Mlliyet Milliyet Blog Milliyet Blog
 
Facebook Connect
Blog Kategorileri
 

25 Şubat '16

 
Kategori
Güncel
 

Dişi deve hikayesi...

Dişi deve hikayesi...
 

birlik beraberlik ruhunun yok edildiği


Sevgili okurlarım; bu hafta sık sık değişen gündemi ve teröre, teröriste verilen desteğin ülke genelinde yol açtığı infial hakkında yazmak istedim. Mecliste gurubu bulunan bir parti(hdp) tarafından ve onun Van milletvekilinin Ankara’daki patlamada 29 vatandaşımızı şehit eden caninin taziyesine katılması ve dokunulmazlığının kaldırılması tartışmaları bu haftaya damgasını vurmuştur.

Mecliste hararetli tartışmalar olmuş. Ayrı cumhurbaşkanı muhtarlara hitap ederken de “fezleke dosyaları meclis raflarında tozlanmaya bırakılmamalı “ diyerek, iktidar partisini bu yönde bir şeyler yapmak için harekete geçmesini istemiştir. Bu da gösteriyor ki önümüzdeki günlerin ve haftaların gündemi bu olacaktır.
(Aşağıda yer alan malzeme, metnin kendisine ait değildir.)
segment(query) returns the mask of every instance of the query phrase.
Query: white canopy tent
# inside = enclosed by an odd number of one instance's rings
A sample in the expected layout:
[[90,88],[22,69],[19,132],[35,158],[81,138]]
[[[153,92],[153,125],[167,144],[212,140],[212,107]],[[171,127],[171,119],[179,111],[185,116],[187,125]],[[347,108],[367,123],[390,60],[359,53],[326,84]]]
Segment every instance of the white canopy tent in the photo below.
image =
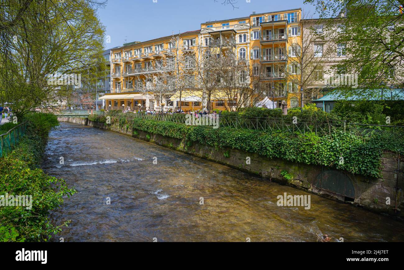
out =
[[275,109],[276,108],[276,102],[273,102],[267,97],[266,97],[265,99],[255,104],[255,105],[259,108]]

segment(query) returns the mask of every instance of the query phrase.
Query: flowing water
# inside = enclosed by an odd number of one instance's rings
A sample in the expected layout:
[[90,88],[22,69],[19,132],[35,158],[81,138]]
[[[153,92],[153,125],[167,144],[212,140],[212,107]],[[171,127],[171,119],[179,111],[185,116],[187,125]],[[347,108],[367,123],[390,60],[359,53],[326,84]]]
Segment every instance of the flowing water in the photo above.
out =
[[[72,221],[55,240],[404,240],[402,222],[81,125],[62,122],[51,132],[44,168],[78,191],[51,215],[55,225]],[[310,209],[278,206],[284,192],[311,195]]]

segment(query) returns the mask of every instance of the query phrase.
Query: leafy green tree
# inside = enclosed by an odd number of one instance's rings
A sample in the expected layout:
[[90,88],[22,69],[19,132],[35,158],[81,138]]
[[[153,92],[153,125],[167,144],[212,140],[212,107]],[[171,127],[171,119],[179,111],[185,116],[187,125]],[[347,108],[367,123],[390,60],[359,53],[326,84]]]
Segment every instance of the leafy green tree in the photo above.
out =
[[[402,88],[403,0],[305,0],[316,6],[322,38],[348,57],[333,67],[339,74],[358,74],[359,87],[341,86],[346,96],[363,89]],[[402,7],[400,8],[400,7]],[[325,31],[328,29],[329,31]],[[379,91],[370,91],[370,96]]]
[[[87,0],[2,1],[0,103],[10,104],[19,117],[36,108],[54,105],[59,91],[66,90],[49,85],[48,76],[55,72],[80,74],[82,82],[91,83],[105,63],[104,28],[96,13],[104,4]],[[77,86],[67,89],[82,89]]]

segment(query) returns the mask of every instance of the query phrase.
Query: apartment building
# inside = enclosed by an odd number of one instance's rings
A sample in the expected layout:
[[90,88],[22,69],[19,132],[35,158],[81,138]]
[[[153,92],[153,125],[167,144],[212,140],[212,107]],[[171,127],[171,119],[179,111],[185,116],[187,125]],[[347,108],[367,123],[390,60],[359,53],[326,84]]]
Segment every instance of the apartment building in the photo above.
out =
[[[145,86],[151,83],[147,75],[157,73],[159,69],[170,60],[169,52],[175,45],[173,39],[180,38],[182,53],[194,51],[199,42],[200,31],[189,31],[168,36],[143,42],[135,42],[124,44],[111,51],[112,57],[110,94],[100,99],[105,101],[107,110],[120,110],[128,107],[131,110],[145,110],[167,111],[175,107],[174,101],[168,99],[162,104],[155,100],[152,93],[144,91]],[[199,108],[200,101],[188,102],[185,106],[190,109],[195,105]]]
[[[280,108],[284,101],[289,107],[298,106],[300,95],[296,93],[295,87],[288,84],[285,71],[288,59],[295,56],[292,46],[301,42],[299,26],[301,13],[301,8],[253,12],[245,17],[207,21],[201,23],[200,29],[197,31],[124,44],[111,51],[111,93],[100,99],[104,101],[107,110],[128,107],[135,110],[175,110],[179,106],[178,95],[168,97],[162,103],[164,104],[160,104],[151,93],[147,94],[141,89],[151,82],[147,81],[149,79],[146,74],[156,72],[161,65],[169,61],[167,53],[173,46],[170,40],[179,37],[183,44],[183,53],[196,53],[198,44],[214,46],[221,50],[236,50],[238,61],[248,63],[254,71],[253,76],[265,81],[266,95],[273,100],[276,107]],[[219,96],[220,91],[216,95],[211,97],[210,108],[224,110],[223,103],[226,101]],[[183,97],[181,107],[184,110],[206,106],[202,96]]]

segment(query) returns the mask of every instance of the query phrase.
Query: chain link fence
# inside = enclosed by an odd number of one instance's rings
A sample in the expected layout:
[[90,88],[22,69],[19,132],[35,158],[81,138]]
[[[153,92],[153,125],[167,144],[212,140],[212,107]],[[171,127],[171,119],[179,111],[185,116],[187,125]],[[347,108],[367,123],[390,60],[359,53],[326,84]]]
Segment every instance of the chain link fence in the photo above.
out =
[[[92,113],[98,115],[107,115],[116,117],[135,119],[150,119],[158,121],[168,121],[185,124],[187,122],[186,114],[146,114],[145,113],[123,112],[111,111],[101,112],[90,110],[65,111],[58,115],[76,116],[79,117]],[[192,117],[191,116],[191,117]],[[372,125],[347,123],[344,121],[330,120],[326,122],[317,122],[292,118],[247,117],[245,116],[213,115],[196,115],[194,117],[214,118],[219,121],[219,127],[232,129],[259,130],[263,131],[282,131],[291,133],[304,134],[313,133],[319,136],[331,135],[335,131],[348,132],[363,138],[376,135],[390,136],[404,139],[404,126]]]
[[12,147],[19,141],[25,134],[27,122],[13,128],[6,133],[0,135],[0,157],[11,151]]

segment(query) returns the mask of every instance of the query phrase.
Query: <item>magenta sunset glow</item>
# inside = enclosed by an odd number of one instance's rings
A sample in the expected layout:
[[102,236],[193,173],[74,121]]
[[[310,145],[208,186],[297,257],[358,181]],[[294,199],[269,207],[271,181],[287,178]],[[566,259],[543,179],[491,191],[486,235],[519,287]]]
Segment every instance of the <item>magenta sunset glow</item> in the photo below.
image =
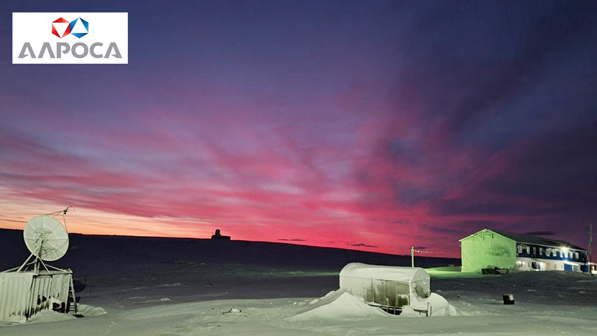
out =
[[12,65],[5,33],[0,227],[70,205],[90,234],[458,256],[488,228],[586,247],[596,5],[4,2],[5,22],[128,12],[129,64]]

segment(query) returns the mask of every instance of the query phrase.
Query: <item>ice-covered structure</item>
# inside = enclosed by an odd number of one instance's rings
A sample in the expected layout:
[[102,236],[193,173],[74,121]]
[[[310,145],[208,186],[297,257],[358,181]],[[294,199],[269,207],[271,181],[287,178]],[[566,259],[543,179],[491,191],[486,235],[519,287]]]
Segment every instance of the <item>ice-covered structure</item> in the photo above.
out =
[[463,272],[495,267],[588,271],[587,250],[562,240],[485,229],[459,241]]
[[[340,271],[340,289],[393,313],[431,294],[429,274],[420,267],[359,262],[349,264]],[[421,308],[426,311],[426,306]]]
[[66,253],[66,229],[53,217],[36,216],[27,222],[23,236],[31,254],[20,266],[0,273],[0,323],[25,322],[47,310],[76,313],[72,271],[45,262]]

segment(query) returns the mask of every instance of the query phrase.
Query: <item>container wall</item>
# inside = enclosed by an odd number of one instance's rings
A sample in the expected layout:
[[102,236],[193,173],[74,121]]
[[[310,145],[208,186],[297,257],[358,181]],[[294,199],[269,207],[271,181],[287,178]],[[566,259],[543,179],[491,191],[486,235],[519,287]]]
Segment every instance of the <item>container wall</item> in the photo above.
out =
[[32,273],[0,273],[0,322],[27,320],[32,283]]
[[22,323],[44,310],[64,312],[70,273],[0,273],[0,322]]

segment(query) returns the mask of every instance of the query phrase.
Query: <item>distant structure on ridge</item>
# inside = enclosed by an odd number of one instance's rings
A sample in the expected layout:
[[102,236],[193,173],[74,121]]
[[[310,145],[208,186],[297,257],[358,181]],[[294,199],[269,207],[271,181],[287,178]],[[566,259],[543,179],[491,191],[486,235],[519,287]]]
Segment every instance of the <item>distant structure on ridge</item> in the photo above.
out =
[[484,268],[589,272],[588,251],[567,242],[484,229],[458,240],[462,271]]
[[212,239],[222,239],[224,240],[230,240],[230,236],[222,236],[220,233],[220,229],[216,229],[216,233],[211,235]]

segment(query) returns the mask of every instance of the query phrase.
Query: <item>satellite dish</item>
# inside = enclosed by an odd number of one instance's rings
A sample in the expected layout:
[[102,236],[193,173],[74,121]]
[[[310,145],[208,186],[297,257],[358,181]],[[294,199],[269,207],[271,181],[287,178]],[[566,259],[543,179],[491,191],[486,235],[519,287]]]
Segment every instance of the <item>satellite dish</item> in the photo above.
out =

Suriye’deki son durum, Diyarbakır’ın sur ilçesi ve Mardin’in idil ilçelerindeki çatışmalar, sınırlarımızda devam eden terörist faaliyetler gözden kaçırılıp, iktidar partisinin yıllardır bir türlü yanaşmadığı dokunulmazlık konusu yeniden gündeme getirilecek gibi gözükmektedir.
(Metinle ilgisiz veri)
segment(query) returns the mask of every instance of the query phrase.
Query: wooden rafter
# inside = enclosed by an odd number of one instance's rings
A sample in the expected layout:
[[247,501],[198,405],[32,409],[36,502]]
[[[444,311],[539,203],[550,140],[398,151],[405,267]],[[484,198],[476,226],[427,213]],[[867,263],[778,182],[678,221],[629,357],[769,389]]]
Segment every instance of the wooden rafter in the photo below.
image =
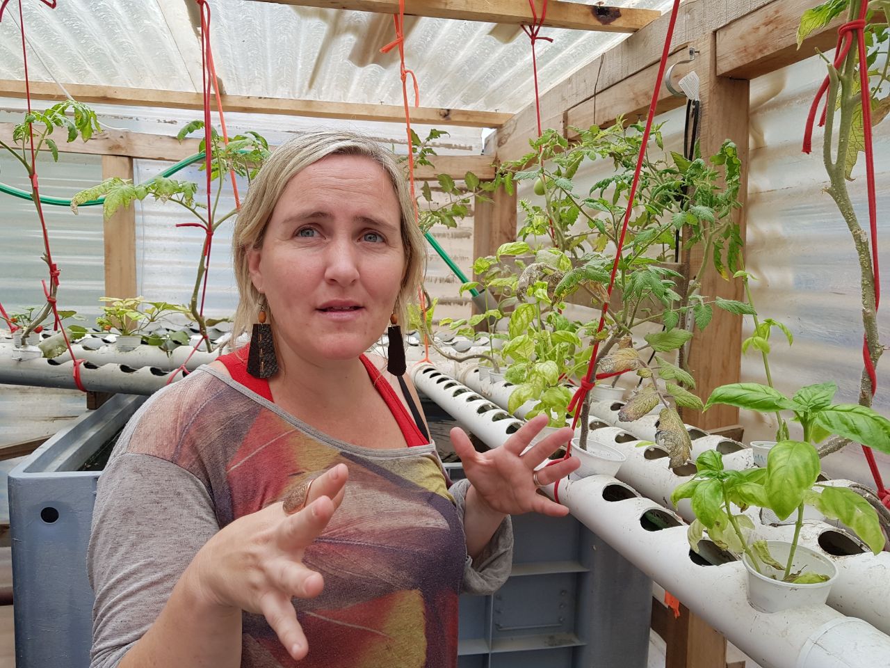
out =
[[[323,9],[348,9],[383,14],[399,13],[398,0],[254,0],[255,2],[293,4]],[[531,9],[524,0],[412,0],[405,6],[408,16],[457,19],[487,23],[529,24]],[[582,4],[550,0],[544,25],[577,30],[636,32],[661,15],[649,9]]]
[[[65,84],[65,88],[75,99],[91,104],[125,104],[134,107],[159,107],[161,109],[204,109],[204,99],[199,93],[85,84]],[[0,79],[0,97],[25,97],[25,83]],[[36,100],[58,100],[61,97],[59,86],[55,84],[32,81],[31,97]],[[253,95],[222,95],[222,108],[226,111],[243,111],[255,114],[282,114],[285,116],[306,116],[314,118],[346,118],[392,123],[405,122],[404,108],[395,104],[358,104]],[[509,120],[512,114],[494,111],[471,111],[459,109],[435,109],[433,107],[411,109],[411,120],[414,123],[424,125],[500,127]]]
[[[10,143],[12,138],[12,123],[0,123],[0,140]],[[61,132],[61,130],[59,132]],[[85,153],[87,155],[123,156],[148,160],[178,162],[198,152],[197,139],[180,143],[175,137],[164,134],[148,134],[138,132],[108,130],[89,142],[68,143],[57,138],[61,153]],[[417,181],[433,181],[436,175],[447,174],[451,178],[462,180],[467,172],[473,172],[483,181],[495,177],[495,168],[490,156],[484,155],[441,155],[433,156],[435,168],[418,167],[415,172]]]

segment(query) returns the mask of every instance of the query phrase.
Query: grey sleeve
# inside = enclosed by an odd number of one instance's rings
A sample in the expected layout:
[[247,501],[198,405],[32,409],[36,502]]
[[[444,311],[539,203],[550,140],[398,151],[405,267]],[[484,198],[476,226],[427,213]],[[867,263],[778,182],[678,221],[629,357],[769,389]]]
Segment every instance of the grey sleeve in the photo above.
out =
[[219,531],[204,485],[166,460],[124,452],[99,477],[86,566],[95,593],[90,668],[115,668]]
[[[457,504],[457,517],[464,522],[466,507],[466,491],[470,488],[467,479],[457,480],[449,488],[449,493]],[[506,516],[491,536],[489,544],[475,559],[466,556],[464,565],[464,592],[488,595],[503,586],[510,576],[513,566],[513,522]]]

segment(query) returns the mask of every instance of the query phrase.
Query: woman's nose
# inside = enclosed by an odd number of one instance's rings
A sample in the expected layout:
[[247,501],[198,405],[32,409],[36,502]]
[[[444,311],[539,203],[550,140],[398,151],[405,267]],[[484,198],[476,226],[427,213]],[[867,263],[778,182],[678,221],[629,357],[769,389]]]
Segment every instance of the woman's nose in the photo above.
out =
[[328,246],[325,257],[325,280],[350,285],[359,278],[359,257],[351,240],[335,238]]

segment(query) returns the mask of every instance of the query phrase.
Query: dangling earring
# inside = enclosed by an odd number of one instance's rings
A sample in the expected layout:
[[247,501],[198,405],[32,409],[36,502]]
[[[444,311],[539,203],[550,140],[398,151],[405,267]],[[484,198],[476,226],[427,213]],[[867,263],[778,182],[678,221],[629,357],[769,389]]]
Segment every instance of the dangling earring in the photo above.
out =
[[278,373],[278,358],[275,356],[275,341],[272,326],[266,322],[265,297],[260,302],[259,322],[254,323],[250,337],[250,352],[247,354],[247,373],[254,378],[270,378]]
[[399,317],[395,314],[390,316],[390,323],[386,330],[386,336],[390,339],[386,371],[393,376],[402,376],[408,368],[405,364],[405,342],[401,338],[401,328],[399,327]]

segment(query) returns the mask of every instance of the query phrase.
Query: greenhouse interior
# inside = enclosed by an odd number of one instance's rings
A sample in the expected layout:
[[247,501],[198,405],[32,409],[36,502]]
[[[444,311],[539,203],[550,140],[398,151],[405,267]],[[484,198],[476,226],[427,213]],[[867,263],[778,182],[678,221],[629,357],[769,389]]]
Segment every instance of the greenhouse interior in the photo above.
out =
[[0,668],[890,666],[888,16],[0,0]]

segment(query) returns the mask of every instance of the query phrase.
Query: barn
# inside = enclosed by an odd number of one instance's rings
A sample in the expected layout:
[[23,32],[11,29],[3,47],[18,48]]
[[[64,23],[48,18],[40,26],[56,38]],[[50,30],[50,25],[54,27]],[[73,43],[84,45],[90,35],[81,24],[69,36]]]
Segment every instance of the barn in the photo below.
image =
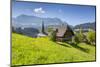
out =
[[73,30],[69,25],[63,25],[56,29],[56,40],[57,41],[69,41],[74,36]]

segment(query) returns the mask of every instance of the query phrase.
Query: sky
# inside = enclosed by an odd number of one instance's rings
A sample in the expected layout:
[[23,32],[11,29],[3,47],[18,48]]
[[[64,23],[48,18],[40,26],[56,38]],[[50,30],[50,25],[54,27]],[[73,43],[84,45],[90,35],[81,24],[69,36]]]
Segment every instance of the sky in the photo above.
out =
[[59,18],[70,25],[95,22],[95,6],[41,2],[12,2],[12,17],[20,15]]

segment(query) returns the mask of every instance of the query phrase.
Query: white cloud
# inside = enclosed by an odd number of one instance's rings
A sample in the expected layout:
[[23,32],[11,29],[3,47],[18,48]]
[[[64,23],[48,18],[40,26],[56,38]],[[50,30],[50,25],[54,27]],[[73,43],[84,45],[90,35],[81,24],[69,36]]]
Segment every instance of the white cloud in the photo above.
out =
[[61,12],[62,12],[62,10],[61,10],[61,9],[59,9],[59,10],[58,10],[58,12],[59,12],[59,13],[61,13]]
[[37,14],[43,14],[43,13],[45,13],[45,11],[43,10],[43,8],[35,8],[34,10],[33,10],[35,13],[37,13]]

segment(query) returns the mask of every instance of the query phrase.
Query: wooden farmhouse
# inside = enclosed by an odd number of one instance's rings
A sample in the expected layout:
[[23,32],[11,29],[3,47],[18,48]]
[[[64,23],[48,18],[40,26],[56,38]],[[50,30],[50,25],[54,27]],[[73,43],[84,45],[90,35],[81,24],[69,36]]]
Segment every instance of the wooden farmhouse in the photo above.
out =
[[56,40],[57,41],[68,41],[72,40],[72,37],[74,36],[73,30],[70,28],[69,25],[64,25],[59,27],[56,30]]

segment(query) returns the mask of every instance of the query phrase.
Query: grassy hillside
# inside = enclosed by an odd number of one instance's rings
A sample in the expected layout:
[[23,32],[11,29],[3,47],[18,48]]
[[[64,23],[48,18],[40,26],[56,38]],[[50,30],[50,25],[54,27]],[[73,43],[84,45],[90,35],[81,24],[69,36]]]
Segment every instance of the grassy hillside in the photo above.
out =
[[95,61],[95,46],[55,43],[12,33],[12,65]]

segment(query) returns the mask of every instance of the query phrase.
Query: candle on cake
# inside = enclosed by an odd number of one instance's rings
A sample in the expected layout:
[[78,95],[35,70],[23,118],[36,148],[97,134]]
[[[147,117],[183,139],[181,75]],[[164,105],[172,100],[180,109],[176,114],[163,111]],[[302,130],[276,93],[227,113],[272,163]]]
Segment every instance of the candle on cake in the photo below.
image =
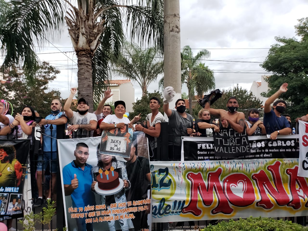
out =
[[100,174],[100,178],[102,179],[103,179],[103,169],[101,168],[100,168],[99,170],[98,170],[99,173]]
[[107,180],[109,180],[109,177],[108,176],[108,174],[109,174],[109,172],[108,170],[106,170],[105,171],[105,174],[106,174],[106,176],[107,177]]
.Neyse biz kolay gelsin diyelim. Bu iş o imtiyazdan yararlananların işi. Biliyoruz ki onların elindeki keser hep kendileri lehine yontar.
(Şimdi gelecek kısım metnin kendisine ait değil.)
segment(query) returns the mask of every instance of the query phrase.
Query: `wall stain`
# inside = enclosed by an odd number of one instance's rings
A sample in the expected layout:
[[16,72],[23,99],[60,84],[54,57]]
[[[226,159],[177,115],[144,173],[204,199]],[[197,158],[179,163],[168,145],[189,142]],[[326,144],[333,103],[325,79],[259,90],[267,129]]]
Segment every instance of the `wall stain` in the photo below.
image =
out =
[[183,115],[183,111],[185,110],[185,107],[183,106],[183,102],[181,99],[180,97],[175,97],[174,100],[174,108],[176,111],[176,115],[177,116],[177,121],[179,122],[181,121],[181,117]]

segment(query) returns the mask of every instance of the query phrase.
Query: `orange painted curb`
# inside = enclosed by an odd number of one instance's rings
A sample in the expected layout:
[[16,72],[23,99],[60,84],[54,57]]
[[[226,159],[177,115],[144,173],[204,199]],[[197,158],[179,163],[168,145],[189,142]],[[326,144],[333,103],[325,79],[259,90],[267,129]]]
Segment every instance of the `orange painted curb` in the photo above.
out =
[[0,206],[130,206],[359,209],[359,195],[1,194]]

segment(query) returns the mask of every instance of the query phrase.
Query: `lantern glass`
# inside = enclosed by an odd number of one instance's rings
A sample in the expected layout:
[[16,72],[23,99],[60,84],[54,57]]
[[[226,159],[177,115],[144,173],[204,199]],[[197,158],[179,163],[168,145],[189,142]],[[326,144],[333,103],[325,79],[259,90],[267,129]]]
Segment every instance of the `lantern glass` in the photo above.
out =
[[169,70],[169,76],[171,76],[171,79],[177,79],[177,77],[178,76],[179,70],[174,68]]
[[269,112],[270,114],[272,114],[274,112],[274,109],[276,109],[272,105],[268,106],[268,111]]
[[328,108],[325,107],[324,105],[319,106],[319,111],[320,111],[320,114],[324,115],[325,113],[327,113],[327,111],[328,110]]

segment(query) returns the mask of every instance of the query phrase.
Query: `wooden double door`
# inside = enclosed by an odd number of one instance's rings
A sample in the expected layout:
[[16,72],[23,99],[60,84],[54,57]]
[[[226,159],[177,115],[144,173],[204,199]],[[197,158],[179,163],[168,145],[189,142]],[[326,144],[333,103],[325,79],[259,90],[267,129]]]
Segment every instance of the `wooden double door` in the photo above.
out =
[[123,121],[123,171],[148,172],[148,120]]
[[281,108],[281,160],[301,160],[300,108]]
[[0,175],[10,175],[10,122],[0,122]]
Bizim görevimiz ise iyi birer vatandaş olmak. Vekil seçtiğimiz kişileri denetlemektir.

Öte yandan; Afyonkarahisar’da gerçekleştirilen şehit cenazesi törenine katılan Cumhuriyet Halk Partisi (CHP) Afyonkarahisar Milletvekili Burcu Köksal, taziye çadırında siyasal söylemlerde bulunup iktidarı eleştirince vatandaşlar Köksal'a, "Burası siyaset yeri değil, birlik ve beraberlik yeri" diyerek tepki gösterdiler. Hepiniz bu tartışmayı televizyonlarda seyretmişsinizdir. Vatandaşlar halkı olarak devletten maaş alan ve en yüksek makamlardan birine gelmiş olan bir milletvekilinin teröristin taziyesine gittiğini ve dokunulmazlığının neden kaldırılmadığını sormuşlar. O milletvekillide partisinin görüşünü anlatmıştır. Lakin aşağıda anlatacağım “dişi deve” hikâyesinde olduğu gibi bir gurup vatandaşın tepkisi olmuştur.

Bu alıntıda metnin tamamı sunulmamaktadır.